CtiTV was yesterday again fined NT$1 million (US$32,420) by the National Communications Commission, this time for failing to verify the information a pomelo farmer gave during a political talk show before airing it.
The news story was seen as the reason the Democratic Progressive Party (DPP) won the legislative by-election in Tainan, a traditional DPP stronghold, by only a narrow margin.
The penalty came after it was fined NT$1 million at the end of last month for failing to adhere to fact-verification guidelines stipulated in the Satellite Broadcasting Act (衛星廣播電視法).
According to the commission, the host of CtiTV’s Political Gossip (大政治大爆卦) interviewed a pomelo farmer in a program that aired on March 8.
The farmer said that the price of pomelo was so low last year that 2 million tonnes of the fruit had to be dumped into the Zengwen Reservoir (曾文水庫).
Other farmers standing near the interviewee said that they had not received the subsidies that they had applied for.
The host turned the statements from the interviewee into a “news report” without first verifying the authenticity of the information with another source, the commission said.
The station also wrote the headline for the story without verifying what the farmer had said, which showed that the station’s news editing desk was not functioning as it should, it said.
Although the Council of Agriculture and other farmers have filed complaints about the story, CtiTV had only issued a correction about the subsidies and did not correct the dumping statement, the commission said, adding that this has severely disrupted the agricultural market.
Meanwhile, CtiTV News broadcast a story on March 12 about the proposal to raise pandas in Kaohsiung’s Shoushan Zoo, in which the reporter compared pandas with Formosan black bears and concluded that the former were cuter than the latter, the commission said.
“The news report could mislead the public about the right way to preserve and protect wildlife.
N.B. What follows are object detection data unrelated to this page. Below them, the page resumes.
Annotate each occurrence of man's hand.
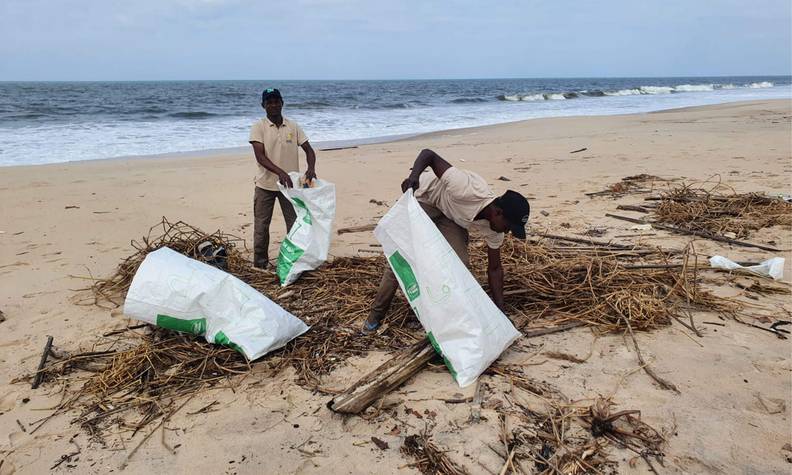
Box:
[402,175,420,193]
[278,170,294,188]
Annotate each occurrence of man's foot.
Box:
[360,320,380,335]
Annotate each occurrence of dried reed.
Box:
[654,185,792,239]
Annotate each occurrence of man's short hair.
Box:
[261,87,283,104]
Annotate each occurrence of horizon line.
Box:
[0,74,792,83]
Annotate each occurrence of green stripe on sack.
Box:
[388,251,421,302]
[276,238,305,283]
[292,197,311,224]
[215,332,245,355]
[426,332,457,381]
[157,314,206,336]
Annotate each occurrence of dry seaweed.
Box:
[401,428,467,475]
[653,185,792,239]
[586,173,669,198]
[32,219,734,438]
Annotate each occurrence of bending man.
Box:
[363,149,530,333]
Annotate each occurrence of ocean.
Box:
[0,76,792,166]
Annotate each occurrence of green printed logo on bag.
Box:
[215,332,245,355]
[292,196,311,224]
[426,332,457,381]
[157,314,206,336]
[388,251,421,302]
[277,238,305,282]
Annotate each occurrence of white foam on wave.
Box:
[674,84,715,92]
[605,89,642,96]
[640,86,674,94]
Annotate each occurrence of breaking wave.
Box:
[498,81,774,102]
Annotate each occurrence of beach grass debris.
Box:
[652,184,792,239]
[27,219,736,440]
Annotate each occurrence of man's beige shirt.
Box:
[249,117,308,191]
[415,167,504,249]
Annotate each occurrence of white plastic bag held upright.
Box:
[124,247,308,361]
[277,172,335,287]
[374,190,520,387]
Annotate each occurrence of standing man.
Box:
[250,88,316,269]
[363,149,531,334]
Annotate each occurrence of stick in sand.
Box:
[338,224,377,234]
[30,335,52,389]
[605,213,781,252]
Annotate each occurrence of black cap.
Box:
[497,190,531,239]
[261,87,283,104]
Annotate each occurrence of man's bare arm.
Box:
[487,246,505,311]
[250,142,294,188]
[300,140,316,180]
[402,148,451,191]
We have asked the CtiTV to strictly enforce its self-disciplinary mechanism and demonstrate professionalism in reporting this type of topic. The station is also asked to use this particular story as a case for its internal training,” the commission said.
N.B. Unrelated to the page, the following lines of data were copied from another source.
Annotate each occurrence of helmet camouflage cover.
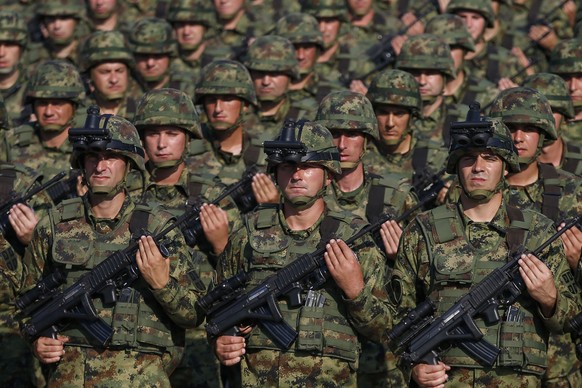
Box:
[264,120,341,174]
[396,34,456,78]
[366,69,422,115]
[315,90,378,140]
[133,88,202,138]
[194,59,258,106]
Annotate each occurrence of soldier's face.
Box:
[251,70,290,101]
[41,15,77,43]
[90,62,129,99]
[203,94,244,130]
[457,11,487,42]
[277,163,330,199]
[0,42,22,75]
[135,54,170,81]
[407,69,445,97]
[143,125,188,163]
[317,18,341,47]
[294,43,319,74]
[374,105,410,144]
[332,129,366,163]
[458,150,505,192]
[83,152,127,188]
[174,22,206,50]
[507,124,540,158]
[33,98,75,128]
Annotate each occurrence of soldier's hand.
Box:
[200,203,228,255]
[519,253,558,318]
[412,361,451,388]
[135,236,170,290]
[380,220,402,260]
[558,223,582,271]
[8,203,38,245]
[323,240,364,299]
[251,173,280,203]
[32,335,69,364]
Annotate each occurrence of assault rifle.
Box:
[198,197,434,349]
[16,168,254,346]
[387,216,582,367]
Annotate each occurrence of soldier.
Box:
[388,109,580,387]
[128,18,177,90]
[19,107,203,387]
[316,91,417,387]
[0,11,30,127]
[550,39,582,145]
[523,73,582,176]
[215,122,390,387]
[80,31,142,118]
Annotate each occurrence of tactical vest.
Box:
[420,205,547,375]
[49,198,184,354]
[246,207,360,368]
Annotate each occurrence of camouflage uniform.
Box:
[523,73,582,176]
[491,88,582,387]
[79,31,142,119]
[316,91,417,387]
[19,110,203,387]
[550,38,582,145]
[0,11,30,127]
[219,122,390,387]
[388,114,580,387]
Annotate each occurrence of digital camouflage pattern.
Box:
[133,88,202,139]
[396,34,455,78]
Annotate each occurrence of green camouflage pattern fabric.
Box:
[274,12,323,49]
[79,31,135,73]
[315,90,378,140]
[388,202,580,387]
[23,197,204,386]
[133,89,202,139]
[218,207,391,387]
[425,14,475,51]
[396,34,455,78]
[243,35,299,79]
[128,18,178,56]
[366,69,422,117]
[522,73,574,119]
[195,60,259,106]
[489,87,558,144]
[0,9,28,47]
[26,59,85,104]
CtiTV said it found the ruling unacceptable and filed an administrative lawsuit, adding that it has sued commission officials for malfeasance.
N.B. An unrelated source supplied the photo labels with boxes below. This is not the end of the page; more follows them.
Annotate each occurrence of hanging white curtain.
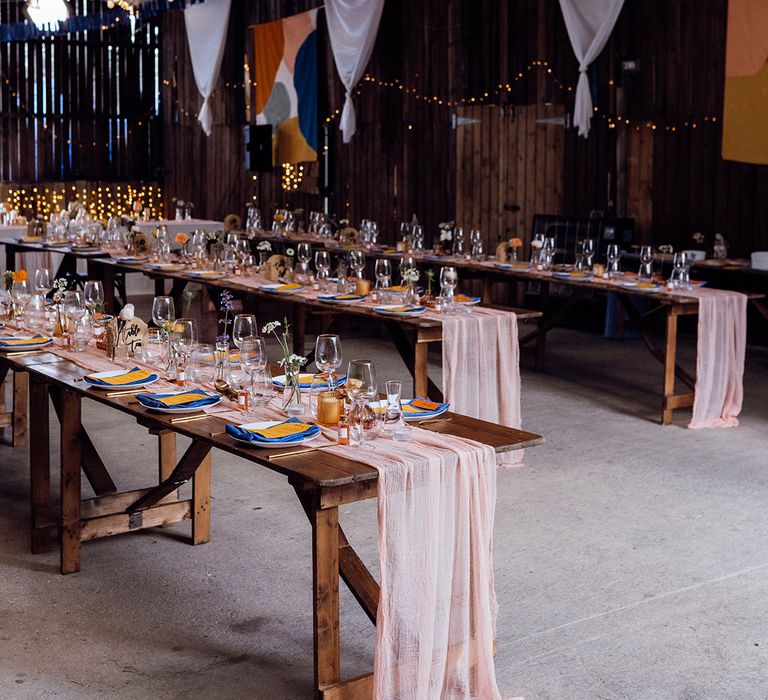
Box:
[184,0,231,136]
[560,0,624,138]
[325,0,384,143]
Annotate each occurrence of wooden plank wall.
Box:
[0,0,161,182]
[456,104,565,251]
[0,0,768,255]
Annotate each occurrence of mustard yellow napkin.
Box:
[88,369,153,386]
[248,421,312,440]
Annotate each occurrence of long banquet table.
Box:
[93,258,541,399]
[0,336,543,700]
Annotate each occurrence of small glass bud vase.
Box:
[215,341,229,381]
[403,280,419,306]
[283,369,303,414]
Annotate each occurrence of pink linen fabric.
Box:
[686,289,747,429]
[442,308,523,466]
[330,429,500,700]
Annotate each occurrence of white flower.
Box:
[278,354,307,367]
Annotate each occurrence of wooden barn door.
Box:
[456,104,565,253]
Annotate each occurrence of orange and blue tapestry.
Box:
[723,0,768,164]
[251,10,318,164]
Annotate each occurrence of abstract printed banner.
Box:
[251,10,318,164]
[723,0,768,164]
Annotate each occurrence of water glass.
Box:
[605,243,621,279]
[189,341,216,384]
[315,333,341,389]
[35,267,53,296]
[639,245,653,278]
[248,369,275,409]
[384,380,403,430]
[232,314,257,348]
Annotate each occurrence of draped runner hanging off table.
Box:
[25,330,510,700]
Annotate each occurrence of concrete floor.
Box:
[0,318,768,700]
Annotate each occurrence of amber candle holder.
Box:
[317,391,344,426]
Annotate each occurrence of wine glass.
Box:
[349,250,365,279]
[315,333,341,389]
[581,238,595,272]
[296,241,312,273]
[451,226,464,257]
[35,267,53,296]
[315,250,331,284]
[346,360,378,445]
[639,245,653,277]
[173,318,198,387]
[440,265,459,312]
[83,280,104,317]
[63,291,85,337]
[232,314,257,348]
[152,296,176,363]
[189,343,216,384]
[11,280,32,330]
[605,243,621,279]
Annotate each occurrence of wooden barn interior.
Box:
[0,0,768,700]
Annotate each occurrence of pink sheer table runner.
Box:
[330,429,500,700]
[685,289,747,429]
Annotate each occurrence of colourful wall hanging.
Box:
[723,0,768,164]
[251,10,318,165]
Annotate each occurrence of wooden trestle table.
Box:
[0,351,543,700]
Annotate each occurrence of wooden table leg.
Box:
[312,500,341,698]
[29,377,51,554]
[60,389,82,574]
[533,282,549,372]
[661,305,677,425]
[11,372,27,447]
[192,452,211,544]
[413,340,429,398]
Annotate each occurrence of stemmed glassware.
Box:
[469,228,483,260]
[83,280,104,318]
[451,226,465,258]
[315,333,341,390]
[346,360,378,445]
[152,296,176,369]
[232,314,258,348]
[639,245,653,278]
[605,243,621,279]
[11,280,32,330]
[173,318,198,387]
[296,241,312,275]
[315,250,331,286]
[63,291,85,345]
[440,265,459,312]
[373,258,392,300]
[240,336,271,406]
[542,236,557,270]
[349,250,365,279]
[35,267,53,296]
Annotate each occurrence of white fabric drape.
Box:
[184,0,231,136]
[560,0,624,138]
[325,0,384,143]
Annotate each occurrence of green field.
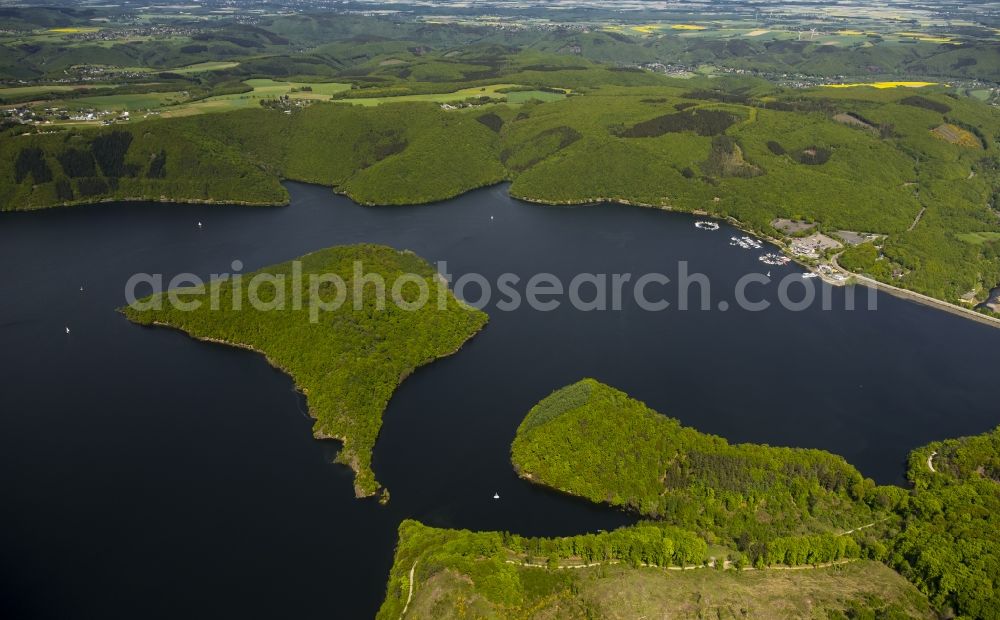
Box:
[338,84,524,106]
[167,61,240,75]
[62,92,184,111]
[507,90,566,103]
[377,521,937,620]
[163,78,351,118]
[0,84,115,99]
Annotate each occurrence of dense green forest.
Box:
[511,379,1000,618]
[7,61,1000,310]
[123,245,487,497]
[890,427,1000,618]
[511,379,888,548]
[377,520,934,620]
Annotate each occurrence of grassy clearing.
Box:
[564,562,933,619]
[163,79,351,118]
[169,61,240,75]
[48,27,100,34]
[340,84,520,106]
[377,521,934,620]
[507,90,566,103]
[931,123,982,149]
[823,82,939,89]
[62,92,184,111]
[0,84,107,99]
In other news, Asia Pacific Telecom and Taiwan Mobile were yesterday fined NT$1.8 million each, because Asia Pacific has been using Taiwan Mobile’s networks without first securing the commission’s approval.
Asia Pacific Telecom had been using the 3G and 4G networks built by Taiwan Mobile, which the commission deemed illegal.
Before yesterday’s penalty, each had accumulated fines of NT$14.7 million.
Since Oct. 31, Asia Pacific Telecom had stopped using the Taiwan Mobile’s 4G network, the commission said.